The emblem of this system, its uniformed, armed herald of order, has been forged right along with the country’s identity – from Ethan Allen’s Green Mountain Boys to Marshall Matt Dillon in Gunsmoke, from Capt. James Tiberius Kirk wielding his phaser to the Governor of California sending shotgun shells careening across movie screens. Americans equate a civilized society with the security sitting within the cylinder of a gun – be it a weapon hanging from the belt of the badge-wearing grandfather paying for his coffee, the bored ex-football player standing mutely in the alcove of a shopping mall, or the Gulf War vet greeting you at the entrance to your local Target – irony filling his black leather holster.
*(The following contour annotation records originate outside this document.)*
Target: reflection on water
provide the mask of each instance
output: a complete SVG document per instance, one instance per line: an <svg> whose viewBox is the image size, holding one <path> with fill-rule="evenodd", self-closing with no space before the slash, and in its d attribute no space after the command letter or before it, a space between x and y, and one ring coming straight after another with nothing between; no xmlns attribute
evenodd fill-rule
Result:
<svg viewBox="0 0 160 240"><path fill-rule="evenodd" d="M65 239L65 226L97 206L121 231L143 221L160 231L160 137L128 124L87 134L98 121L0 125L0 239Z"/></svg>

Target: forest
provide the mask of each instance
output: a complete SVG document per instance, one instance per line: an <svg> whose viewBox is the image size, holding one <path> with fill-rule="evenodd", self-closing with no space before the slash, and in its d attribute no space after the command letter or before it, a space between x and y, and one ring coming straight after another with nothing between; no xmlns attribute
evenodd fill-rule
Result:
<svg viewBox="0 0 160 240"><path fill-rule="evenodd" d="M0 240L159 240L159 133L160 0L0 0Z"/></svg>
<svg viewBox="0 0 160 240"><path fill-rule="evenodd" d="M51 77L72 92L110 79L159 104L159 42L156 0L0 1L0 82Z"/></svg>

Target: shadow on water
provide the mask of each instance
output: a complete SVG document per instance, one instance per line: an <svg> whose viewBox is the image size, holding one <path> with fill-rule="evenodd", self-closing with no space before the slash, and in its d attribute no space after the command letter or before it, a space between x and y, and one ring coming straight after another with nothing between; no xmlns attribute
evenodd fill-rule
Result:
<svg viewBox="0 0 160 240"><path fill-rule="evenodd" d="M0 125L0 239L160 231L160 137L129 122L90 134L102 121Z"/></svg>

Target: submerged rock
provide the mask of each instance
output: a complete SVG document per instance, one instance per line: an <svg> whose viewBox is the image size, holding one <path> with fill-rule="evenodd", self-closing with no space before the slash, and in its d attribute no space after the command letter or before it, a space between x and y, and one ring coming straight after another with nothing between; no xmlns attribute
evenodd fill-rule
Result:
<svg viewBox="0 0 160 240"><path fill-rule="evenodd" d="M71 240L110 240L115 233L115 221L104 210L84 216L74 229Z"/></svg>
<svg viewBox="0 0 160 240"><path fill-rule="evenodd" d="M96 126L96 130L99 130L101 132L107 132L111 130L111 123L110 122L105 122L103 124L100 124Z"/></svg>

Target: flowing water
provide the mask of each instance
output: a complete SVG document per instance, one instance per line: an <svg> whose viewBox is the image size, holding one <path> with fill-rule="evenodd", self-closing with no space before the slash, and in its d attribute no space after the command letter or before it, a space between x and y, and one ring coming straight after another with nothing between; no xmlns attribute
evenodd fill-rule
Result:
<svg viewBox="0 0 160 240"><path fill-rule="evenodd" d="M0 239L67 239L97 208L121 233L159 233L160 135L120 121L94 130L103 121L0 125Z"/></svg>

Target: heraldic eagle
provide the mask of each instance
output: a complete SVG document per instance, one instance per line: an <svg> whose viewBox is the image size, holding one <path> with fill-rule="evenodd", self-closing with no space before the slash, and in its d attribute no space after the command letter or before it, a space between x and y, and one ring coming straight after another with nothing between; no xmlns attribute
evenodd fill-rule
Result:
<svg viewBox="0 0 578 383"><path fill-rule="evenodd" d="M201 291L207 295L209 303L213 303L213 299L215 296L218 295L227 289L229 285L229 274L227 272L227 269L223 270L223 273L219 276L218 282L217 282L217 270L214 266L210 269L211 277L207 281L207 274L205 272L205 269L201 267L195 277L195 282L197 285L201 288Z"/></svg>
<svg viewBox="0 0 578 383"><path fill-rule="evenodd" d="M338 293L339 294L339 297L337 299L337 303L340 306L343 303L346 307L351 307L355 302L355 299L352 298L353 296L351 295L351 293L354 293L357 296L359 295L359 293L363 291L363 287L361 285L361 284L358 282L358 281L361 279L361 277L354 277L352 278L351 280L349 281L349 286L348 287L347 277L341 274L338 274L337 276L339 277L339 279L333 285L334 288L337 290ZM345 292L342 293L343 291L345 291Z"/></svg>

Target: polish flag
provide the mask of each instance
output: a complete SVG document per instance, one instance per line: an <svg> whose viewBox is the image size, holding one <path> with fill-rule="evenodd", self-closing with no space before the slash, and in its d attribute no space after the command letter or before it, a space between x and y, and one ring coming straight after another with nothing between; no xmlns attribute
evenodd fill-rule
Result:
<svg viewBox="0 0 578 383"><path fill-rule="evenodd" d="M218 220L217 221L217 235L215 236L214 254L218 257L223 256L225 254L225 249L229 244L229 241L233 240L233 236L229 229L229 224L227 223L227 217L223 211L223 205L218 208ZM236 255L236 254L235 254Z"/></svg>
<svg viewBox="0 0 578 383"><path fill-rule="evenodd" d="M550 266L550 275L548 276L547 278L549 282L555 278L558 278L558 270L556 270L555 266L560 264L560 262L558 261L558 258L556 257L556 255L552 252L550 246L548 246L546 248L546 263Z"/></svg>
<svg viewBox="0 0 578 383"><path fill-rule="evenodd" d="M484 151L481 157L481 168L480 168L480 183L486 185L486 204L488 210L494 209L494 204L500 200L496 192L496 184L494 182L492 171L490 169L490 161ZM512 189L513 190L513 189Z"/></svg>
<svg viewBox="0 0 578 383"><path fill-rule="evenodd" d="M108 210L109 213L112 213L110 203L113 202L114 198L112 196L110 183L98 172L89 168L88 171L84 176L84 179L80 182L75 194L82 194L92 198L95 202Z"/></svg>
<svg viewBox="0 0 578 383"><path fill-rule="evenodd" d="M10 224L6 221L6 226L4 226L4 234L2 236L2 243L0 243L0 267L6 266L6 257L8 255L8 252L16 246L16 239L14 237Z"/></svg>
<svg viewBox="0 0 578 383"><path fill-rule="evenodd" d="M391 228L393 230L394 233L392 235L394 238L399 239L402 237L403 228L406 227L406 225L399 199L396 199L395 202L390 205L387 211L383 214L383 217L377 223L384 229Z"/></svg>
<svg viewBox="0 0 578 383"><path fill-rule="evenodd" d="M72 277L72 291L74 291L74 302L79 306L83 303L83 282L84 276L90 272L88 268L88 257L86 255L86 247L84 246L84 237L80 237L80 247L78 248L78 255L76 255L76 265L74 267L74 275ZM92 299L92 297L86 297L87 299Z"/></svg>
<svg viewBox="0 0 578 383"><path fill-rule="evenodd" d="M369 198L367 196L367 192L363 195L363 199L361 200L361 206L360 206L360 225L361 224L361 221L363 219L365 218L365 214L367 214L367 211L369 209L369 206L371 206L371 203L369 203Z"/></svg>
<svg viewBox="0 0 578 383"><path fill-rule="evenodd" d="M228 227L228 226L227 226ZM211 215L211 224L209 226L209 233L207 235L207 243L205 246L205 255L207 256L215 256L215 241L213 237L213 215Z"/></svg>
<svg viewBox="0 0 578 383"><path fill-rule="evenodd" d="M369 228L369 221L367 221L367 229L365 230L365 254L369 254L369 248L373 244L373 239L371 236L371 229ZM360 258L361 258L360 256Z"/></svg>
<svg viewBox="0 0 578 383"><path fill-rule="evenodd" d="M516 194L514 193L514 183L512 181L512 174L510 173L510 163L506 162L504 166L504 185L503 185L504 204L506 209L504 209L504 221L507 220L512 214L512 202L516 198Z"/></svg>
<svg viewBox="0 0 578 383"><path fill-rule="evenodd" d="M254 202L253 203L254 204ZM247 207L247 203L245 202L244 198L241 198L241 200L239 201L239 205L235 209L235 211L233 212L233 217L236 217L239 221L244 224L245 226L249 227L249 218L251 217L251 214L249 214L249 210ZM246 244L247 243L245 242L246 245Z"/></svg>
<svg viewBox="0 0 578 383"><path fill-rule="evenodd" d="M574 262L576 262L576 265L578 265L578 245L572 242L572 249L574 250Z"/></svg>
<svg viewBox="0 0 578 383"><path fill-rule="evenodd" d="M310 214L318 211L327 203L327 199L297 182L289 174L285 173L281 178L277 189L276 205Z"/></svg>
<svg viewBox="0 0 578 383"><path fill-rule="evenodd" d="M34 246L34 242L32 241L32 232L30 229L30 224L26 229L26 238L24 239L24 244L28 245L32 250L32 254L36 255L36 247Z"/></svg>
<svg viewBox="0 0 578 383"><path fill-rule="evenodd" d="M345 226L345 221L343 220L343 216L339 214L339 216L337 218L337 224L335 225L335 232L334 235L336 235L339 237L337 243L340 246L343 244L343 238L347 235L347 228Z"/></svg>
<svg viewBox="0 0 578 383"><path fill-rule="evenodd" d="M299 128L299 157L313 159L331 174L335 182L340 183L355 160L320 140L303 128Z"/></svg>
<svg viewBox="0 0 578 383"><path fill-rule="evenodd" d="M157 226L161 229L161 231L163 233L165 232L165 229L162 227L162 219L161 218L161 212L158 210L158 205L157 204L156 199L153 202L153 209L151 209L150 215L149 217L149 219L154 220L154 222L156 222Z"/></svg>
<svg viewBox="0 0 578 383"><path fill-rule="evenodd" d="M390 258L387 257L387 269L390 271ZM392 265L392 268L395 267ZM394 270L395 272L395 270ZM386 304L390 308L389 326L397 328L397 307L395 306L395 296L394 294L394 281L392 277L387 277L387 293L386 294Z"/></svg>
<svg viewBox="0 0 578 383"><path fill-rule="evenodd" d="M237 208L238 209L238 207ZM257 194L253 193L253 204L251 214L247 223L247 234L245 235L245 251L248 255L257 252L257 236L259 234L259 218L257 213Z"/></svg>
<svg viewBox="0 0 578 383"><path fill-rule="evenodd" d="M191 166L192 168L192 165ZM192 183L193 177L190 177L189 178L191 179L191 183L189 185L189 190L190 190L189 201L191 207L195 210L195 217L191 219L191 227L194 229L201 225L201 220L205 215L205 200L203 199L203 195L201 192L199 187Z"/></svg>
Every boy grows up cradling an imaginary pistol in his hand, watching the olives and midnight blues flickering on the television screen, the bullets loaded behind enemy lines and patrol car alike, every police station housing the neighborhood army, those citizens entrusted with the deadly toys of their trade – an officer’s only friend when the chips are down.
     The way in which the gun has defined America’s notion of security goes hand-in-hand with how the country has matured itself, leaving a Glock under Little Nemo’s pillow, a Colt beneath Linus’s blanket – a nation of grown-up children going POW! POW! POW! in the face of a reality indifferent to the trappings of justice, where every designation of who is to be protected, and who is to be served, carries with it a sentence of time – the speed of which travels an oiled barrel of steel.

No matter how noble the impulse, no matter how pure the intent, no matter how firm the nerves, how fair the heart – those who marshal the prescribed order are the Dynamic Duo of justice’s pulpy face, the weapon drawn quickly asserting its senior role in the duo – leaving a costumed boy wonder holding the trigger.